Through my connection with Andrew, I've been able to get my hands on and review The Marbury Lens in advance of its release, and have now even had the opportunity to interview the man, the myth, and the legend on life since returning from Marbury, writing, the YA market, and a bunch of other stuff and junk. So without further adieu, here is my interview with Andrew Smith, author of Ghost Medicine, In the Path of Falling Objects, and the forthcoming The Marbury Lens.

I know you've said that you didn't set out to be a young adult author. What do you think it is about your writing that made the powers that be classify it as YA?
To be honest, I wrote my first novel, Ghost Medicine, on a kind of a dare from a lifelong friend who is the published author of something like 20 nonfiction books. Although I had written numerous novel-length manuscripts in the past, I never thought about publication until I was challenged into it. So, when I wrote Ghost Medicine, which was a story I'd been thinking about for quite some time, I didn't think about genre or audience at all -- I just thought about writing a book that I would pick up and read if I saw it in a bookstore. When I finished the book and started thinking about finding an agent, I asked my friend to look over initial drafts of a query letter, and she said something like, "Oh... this sounds like YA. Be sure you query agents who represent YA."
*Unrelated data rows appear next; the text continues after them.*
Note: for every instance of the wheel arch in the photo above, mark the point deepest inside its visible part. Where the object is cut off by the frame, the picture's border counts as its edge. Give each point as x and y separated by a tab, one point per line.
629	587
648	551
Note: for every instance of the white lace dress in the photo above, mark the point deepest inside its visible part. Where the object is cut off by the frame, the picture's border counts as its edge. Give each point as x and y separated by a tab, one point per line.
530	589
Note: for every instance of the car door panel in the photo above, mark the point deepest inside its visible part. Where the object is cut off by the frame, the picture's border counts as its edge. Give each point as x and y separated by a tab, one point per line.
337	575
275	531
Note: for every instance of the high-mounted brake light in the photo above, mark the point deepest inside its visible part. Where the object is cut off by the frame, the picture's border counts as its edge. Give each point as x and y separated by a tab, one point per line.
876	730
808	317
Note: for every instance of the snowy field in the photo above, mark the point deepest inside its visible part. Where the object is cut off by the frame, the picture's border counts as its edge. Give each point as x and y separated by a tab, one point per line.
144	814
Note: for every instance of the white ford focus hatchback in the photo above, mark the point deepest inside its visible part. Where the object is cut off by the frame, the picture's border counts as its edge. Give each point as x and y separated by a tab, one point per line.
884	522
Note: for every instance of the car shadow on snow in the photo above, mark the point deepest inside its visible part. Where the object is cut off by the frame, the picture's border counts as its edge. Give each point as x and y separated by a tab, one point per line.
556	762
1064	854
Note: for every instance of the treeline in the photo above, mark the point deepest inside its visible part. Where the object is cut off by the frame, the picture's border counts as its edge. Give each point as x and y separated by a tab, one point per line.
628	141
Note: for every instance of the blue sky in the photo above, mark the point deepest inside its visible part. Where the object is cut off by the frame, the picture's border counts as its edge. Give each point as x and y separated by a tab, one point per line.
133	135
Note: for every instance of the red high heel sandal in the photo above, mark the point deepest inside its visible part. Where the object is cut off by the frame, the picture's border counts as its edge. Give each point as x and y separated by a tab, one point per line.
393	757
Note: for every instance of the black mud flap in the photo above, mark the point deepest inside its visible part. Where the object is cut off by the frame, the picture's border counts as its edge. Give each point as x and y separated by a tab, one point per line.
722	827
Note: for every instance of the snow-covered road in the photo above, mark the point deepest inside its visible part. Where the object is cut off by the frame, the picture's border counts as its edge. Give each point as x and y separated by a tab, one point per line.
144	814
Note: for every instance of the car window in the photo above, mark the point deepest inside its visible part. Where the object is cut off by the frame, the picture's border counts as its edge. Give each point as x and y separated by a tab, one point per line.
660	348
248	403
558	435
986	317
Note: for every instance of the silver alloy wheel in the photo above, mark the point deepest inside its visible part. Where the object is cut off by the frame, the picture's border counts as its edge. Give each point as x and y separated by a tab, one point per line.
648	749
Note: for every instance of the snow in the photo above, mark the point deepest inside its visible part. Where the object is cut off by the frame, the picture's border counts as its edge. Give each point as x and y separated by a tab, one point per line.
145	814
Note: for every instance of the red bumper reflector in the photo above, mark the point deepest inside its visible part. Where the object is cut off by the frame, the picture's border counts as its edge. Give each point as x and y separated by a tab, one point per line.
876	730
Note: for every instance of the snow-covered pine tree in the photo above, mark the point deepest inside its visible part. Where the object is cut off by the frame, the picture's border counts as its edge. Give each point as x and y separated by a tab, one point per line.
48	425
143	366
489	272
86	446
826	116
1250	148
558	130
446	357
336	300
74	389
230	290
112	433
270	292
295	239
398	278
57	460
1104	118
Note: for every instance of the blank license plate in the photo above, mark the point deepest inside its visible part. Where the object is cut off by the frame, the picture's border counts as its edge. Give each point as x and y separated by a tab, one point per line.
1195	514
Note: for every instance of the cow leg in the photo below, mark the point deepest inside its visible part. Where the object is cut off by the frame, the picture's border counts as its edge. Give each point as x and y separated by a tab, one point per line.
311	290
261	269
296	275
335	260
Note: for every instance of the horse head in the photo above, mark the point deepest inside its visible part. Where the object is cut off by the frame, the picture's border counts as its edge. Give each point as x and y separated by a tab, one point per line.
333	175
Though you may not have gone into Ghost Medicine thinking YA, by the time you sat down to write The Marbury Lens, had that changed at all?
Well... yes and no. I had a multi-book contract with my publisher, and the books were already written and submitted. I was going through a time when I felt like I really needed to tell this story, so I sat down and began writing it. Without going into too many details, I will say that there are elements of The Marbury Lens that are intensely personal -- demons I felt it was time to exorcise.

I never thought anyone would ever pick this thing up as YA. In fact, I never set out thinking about publishing it at all -- it was more like a therapy trip for me. I mean... come on! This can't be YA, can it? Anyway, during the writing process, my editor, out of curiosity, asked me to tell her about what I was working on. So we spoke over the phone, and I told her this story -- The Marbury Lens. She wanted to see it right away.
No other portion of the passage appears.